1. Issuer (alphabetical by surname or first significant word)
2. Denomination in money (lowest to highest, £sd before decimal)
3. Other "denominations" (like the Bell lettered tokens; I use the same system for co-op tokens and similar, and "Bread" comes here)
4. Others (alphabetical by some form of notable word, like "Jackpot" or "Prize", and then by size, smallest to largest, for otherwise similar tokens)

Obviously there's quite a lot of room for more than one interpretation of the right order here, especially in the last category.

As to saving Malcolm's work on his website, the quick and dirty thing to do is screengrab everything so at least we have a record. It would take longer to cut and paste text and save each picture, but this is also doable. I'm less sure of the ethics/legality of doing either.

Figleaf

As you may know, I am Dutch. The Dutch are known for being blunt, crude, boorish, direct and in-your-face all at the same time, so I have an excuse for this post. Here is what andyg would have written if he had been Dutch, rather than British:

Hey Brian, I smell an opportunity. How about setting up a WoT section on UK entertainment tokens. I know my way around the Wikipedia software, you have plenty of pictures and good background information. I can set it up for you if you are willing to fill it in. You can count on my help and support and as a bonus,

I also have good extra information from Malcolm for you. Can you help with some scans from Hayes, so I can think of a good structure for the section? Your suggestions are of course also welcome.

So let's just start this, shall we?

 :)  >:D  ;)

Peter
An unidentified coin is a piece of metal. An identified coin is a piece of history.

bhx7

Quote from: Figleaf on January 18, 2023, 02:43:27 PMAs you may know, I am Dutch. The Dutch are known for being blunt, crude, boorish, direct and in-your-face all at the same time, so I have an excuse for this post. Here is what andyg would have written if he had been Dutch, rather than British:

Hey Brian, I smell an opportunity. How about setting up a WoT section on UK entertainment tokens. I know my way around the Wikipedia software, you have plenty of pictures and good background information. I can set it up for you if you are willing to fill it in. You can count on my help and support and as a bonus,

I also have good extra information from Malcolm for you. Can you help with some scans from Hayes, so I can think of a good structure for the section? Your suggestions are of course also welcome.

So let's just start this, shall we?

 :)  >:D  ;)

Peter

Hi Peter, very used to the Dutch ways. My father lived and worked in Holland for 17 years. I have a lot on but can try and see what I can do. I will scan the relevant pages. Send me your email via PM and will get those to you ASAP. I will keep scanning all my tokens and start getting them ready to go.

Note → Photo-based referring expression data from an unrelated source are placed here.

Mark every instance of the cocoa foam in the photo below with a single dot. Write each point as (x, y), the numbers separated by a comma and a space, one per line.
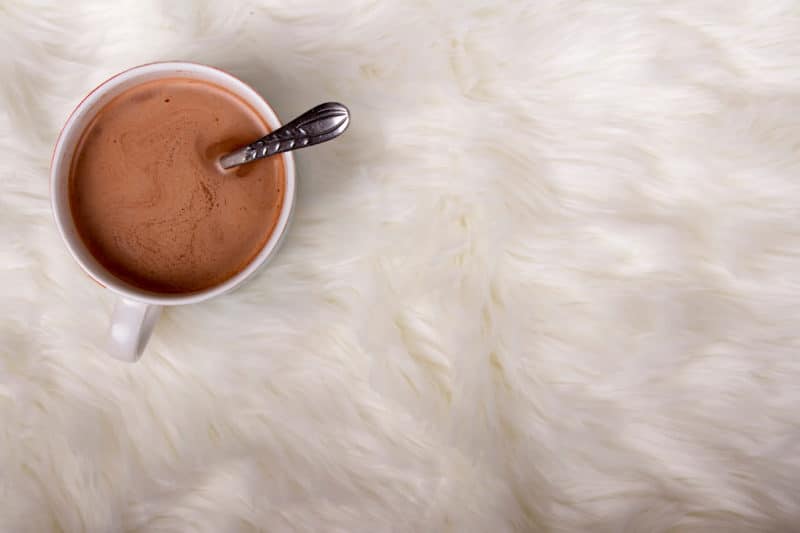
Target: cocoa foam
(149, 199)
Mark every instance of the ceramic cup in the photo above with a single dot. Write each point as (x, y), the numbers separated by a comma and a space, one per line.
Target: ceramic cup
(137, 310)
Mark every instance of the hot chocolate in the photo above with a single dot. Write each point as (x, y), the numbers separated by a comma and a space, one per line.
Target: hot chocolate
(148, 196)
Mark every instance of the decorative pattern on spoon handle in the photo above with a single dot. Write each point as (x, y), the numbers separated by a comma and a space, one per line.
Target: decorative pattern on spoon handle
(315, 126)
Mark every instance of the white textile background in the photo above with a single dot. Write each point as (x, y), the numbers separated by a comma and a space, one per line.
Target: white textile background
(548, 281)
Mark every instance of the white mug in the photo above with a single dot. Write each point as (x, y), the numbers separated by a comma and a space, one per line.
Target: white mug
(137, 310)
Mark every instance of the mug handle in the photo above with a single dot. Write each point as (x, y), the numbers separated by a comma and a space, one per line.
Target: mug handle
(132, 324)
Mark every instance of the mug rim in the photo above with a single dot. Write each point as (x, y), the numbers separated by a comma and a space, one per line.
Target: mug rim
(105, 278)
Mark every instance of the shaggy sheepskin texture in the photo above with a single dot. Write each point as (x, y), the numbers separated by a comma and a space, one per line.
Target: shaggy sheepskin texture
(549, 280)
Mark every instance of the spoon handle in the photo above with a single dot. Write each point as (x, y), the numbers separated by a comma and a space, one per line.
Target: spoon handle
(317, 125)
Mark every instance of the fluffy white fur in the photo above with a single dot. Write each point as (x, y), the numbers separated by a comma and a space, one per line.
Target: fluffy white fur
(548, 281)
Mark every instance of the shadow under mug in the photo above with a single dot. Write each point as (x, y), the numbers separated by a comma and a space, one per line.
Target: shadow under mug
(137, 310)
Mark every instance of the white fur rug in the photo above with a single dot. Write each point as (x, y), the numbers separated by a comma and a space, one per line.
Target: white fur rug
(548, 281)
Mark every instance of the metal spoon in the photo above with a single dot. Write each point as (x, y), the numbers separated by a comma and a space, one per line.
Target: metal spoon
(317, 125)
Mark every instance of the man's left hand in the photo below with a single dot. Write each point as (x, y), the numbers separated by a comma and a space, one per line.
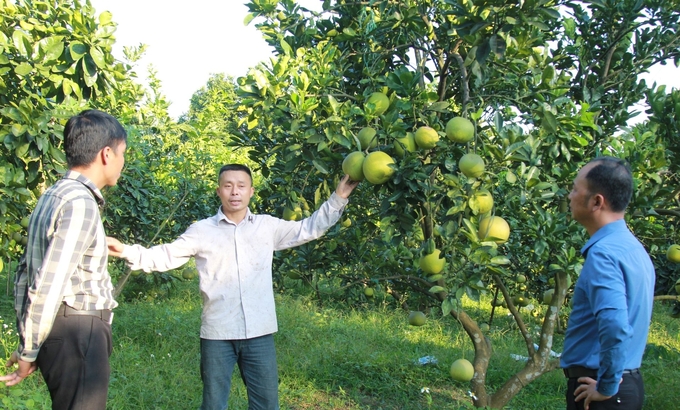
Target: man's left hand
(23, 371)
(345, 187)
(587, 391)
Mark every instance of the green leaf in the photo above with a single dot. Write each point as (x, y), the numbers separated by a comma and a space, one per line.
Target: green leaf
(77, 50)
(98, 57)
(22, 43)
(23, 69)
(500, 260)
(287, 50)
(249, 17)
(549, 121)
(53, 47)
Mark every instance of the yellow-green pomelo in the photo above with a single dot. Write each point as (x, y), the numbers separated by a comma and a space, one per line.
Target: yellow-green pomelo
(367, 137)
(353, 165)
(520, 300)
(673, 253)
(460, 129)
(426, 137)
(472, 165)
(494, 228)
(377, 167)
(294, 214)
(548, 295)
(407, 143)
(484, 201)
(462, 370)
(377, 103)
(432, 264)
(416, 318)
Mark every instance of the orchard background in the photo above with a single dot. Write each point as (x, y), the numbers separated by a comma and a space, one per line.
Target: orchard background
(547, 86)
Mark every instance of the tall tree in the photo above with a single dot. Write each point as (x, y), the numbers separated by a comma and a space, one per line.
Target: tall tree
(546, 84)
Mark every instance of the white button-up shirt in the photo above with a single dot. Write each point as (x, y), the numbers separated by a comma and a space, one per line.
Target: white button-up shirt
(234, 263)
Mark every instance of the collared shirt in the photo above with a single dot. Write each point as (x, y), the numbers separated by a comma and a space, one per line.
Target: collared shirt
(65, 260)
(612, 306)
(234, 263)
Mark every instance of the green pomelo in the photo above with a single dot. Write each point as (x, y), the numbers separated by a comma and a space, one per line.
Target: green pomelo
(353, 165)
(377, 167)
(426, 137)
(367, 138)
(460, 130)
(472, 165)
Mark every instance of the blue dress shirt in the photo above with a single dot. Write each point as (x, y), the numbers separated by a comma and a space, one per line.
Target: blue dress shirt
(612, 306)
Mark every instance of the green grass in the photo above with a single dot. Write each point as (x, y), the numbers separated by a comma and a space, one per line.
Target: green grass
(329, 358)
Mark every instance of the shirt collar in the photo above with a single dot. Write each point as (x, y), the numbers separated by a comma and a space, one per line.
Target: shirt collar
(222, 217)
(77, 176)
(610, 228)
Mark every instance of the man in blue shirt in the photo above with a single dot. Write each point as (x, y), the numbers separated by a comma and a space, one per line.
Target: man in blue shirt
(612, 303)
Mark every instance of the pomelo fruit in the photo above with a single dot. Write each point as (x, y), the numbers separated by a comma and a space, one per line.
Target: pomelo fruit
(548, 295)
(673, 253)
(483, 201)
(460, 130)
(367, 138)
(377, 167)
(432, 264)
(353, 165)
(493, 228)
(405, 144)
(426, 137)
(472, 165)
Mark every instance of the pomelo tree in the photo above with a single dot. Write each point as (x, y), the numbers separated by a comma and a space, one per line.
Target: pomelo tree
(547, 85)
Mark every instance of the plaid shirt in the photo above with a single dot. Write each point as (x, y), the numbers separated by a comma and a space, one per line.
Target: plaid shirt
(65, 261)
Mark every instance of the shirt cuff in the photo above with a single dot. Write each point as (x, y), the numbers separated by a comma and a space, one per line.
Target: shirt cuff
(337, 202)
(28, 355)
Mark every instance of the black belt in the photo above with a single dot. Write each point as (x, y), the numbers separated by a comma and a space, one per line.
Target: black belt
(575, 372)
(104, 314)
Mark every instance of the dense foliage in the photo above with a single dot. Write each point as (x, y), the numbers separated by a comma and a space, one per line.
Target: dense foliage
(548, 85)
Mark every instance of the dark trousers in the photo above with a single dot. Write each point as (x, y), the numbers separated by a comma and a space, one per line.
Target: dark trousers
(630, 396)
(256, 359)
(74, 361)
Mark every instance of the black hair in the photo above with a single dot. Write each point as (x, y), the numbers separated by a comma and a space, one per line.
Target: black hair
(613, 178)
(89, 132)
(235, 167)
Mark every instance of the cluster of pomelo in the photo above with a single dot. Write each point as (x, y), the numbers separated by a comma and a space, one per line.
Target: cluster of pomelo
(377, 167)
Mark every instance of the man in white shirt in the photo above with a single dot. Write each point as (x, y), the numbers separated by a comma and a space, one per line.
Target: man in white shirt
(233, 251)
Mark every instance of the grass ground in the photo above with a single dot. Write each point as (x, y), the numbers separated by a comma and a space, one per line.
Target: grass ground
(329, 358)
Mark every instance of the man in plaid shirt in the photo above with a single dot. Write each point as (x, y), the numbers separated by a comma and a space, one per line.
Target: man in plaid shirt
(63, 291)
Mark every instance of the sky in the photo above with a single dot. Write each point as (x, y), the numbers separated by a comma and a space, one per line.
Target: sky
(188, 41)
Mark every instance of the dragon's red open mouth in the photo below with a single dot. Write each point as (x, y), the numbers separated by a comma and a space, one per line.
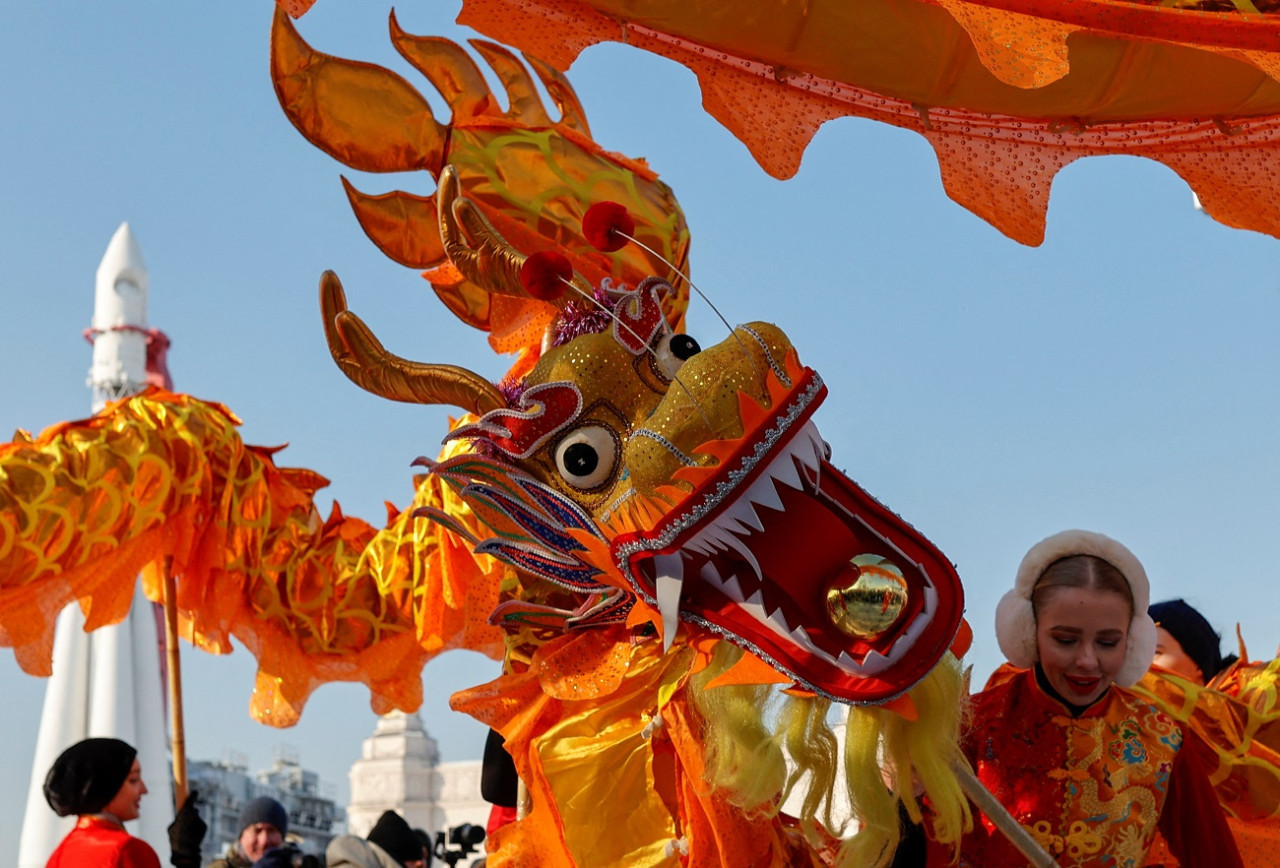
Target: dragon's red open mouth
(759, 549)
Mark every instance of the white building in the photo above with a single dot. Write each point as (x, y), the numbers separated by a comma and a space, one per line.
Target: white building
(400, 770)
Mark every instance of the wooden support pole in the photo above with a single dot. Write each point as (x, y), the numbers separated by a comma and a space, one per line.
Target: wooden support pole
(177, 734)
(1004, 821)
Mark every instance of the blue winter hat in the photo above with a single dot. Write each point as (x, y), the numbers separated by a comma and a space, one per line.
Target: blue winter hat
(264, 809)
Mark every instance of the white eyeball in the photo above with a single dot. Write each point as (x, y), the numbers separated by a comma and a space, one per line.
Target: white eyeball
(673, 351)
(586, 457)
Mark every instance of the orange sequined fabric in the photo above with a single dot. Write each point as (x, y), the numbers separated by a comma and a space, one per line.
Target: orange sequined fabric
(164, 478)
(1088, 789)
(1006, 91)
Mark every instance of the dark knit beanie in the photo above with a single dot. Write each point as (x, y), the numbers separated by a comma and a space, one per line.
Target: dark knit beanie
(264, 809)
(88, 775)
(392, 834)
(1192, 631)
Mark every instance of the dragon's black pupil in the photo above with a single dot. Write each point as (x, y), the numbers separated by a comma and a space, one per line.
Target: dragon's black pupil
(684, 347)
(581, 460)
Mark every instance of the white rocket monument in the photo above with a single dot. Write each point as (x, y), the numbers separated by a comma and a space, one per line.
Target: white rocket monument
(108, 683)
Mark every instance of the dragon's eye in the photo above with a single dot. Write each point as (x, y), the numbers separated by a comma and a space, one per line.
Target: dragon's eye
(585, 458)
(673, 350)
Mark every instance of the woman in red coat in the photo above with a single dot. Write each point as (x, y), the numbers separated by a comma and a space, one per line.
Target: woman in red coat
(100, 782)
(1089, 770)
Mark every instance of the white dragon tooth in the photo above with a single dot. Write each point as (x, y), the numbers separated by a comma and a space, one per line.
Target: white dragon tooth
(732, 589)
(874, 662)
(809, 453)
(671, 580)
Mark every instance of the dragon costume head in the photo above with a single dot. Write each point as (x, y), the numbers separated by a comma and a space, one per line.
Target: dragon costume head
(657, 480)
(652, 492)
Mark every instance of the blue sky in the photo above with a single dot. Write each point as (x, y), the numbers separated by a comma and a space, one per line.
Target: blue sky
(1121, 378)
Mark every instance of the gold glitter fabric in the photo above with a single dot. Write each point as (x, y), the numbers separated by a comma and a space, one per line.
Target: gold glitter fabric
(1006, 91)
(163, 478)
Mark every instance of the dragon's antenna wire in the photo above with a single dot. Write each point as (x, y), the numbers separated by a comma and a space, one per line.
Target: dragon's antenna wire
(606, 222)
(644, 343)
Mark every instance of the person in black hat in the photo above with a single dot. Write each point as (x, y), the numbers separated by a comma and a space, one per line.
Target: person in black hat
(389, 844)
(263, 825)
(1185, 643)
(100, 782)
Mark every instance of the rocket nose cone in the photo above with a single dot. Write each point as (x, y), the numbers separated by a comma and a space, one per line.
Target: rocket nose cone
(120, 292)
(123, 259)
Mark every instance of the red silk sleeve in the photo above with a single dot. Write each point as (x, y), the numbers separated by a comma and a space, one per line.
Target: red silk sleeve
(1192, 819)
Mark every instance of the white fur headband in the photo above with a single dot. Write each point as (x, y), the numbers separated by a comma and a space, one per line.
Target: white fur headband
(1015, 621)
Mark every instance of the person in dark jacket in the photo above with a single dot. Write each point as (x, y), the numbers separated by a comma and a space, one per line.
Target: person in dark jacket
(263, 825)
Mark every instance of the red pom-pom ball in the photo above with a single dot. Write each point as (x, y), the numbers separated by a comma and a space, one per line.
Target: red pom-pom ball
(607, 225)
(544, 274)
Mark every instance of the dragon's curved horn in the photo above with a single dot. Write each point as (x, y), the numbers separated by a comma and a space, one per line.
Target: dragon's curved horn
(475, 247)
(370, 366)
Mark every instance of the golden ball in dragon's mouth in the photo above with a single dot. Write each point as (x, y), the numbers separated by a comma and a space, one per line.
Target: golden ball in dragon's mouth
(867, 597)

I can't promise how and when I will be able to do it but happy to give it a go when I can. ;)

Brian

Figleaf

Thank you Brian! You are now officially a hero of WoC. @andyg: your move.

 :rock:

I am elegantly and according to plan passing you on to andyg, who is the real mover and shaker behind the scenes of WoT. I am dead certain you two can work wonders in your sleep.

Peter
An unidentified coin is a piece of metal. An identified coin is a piece of history.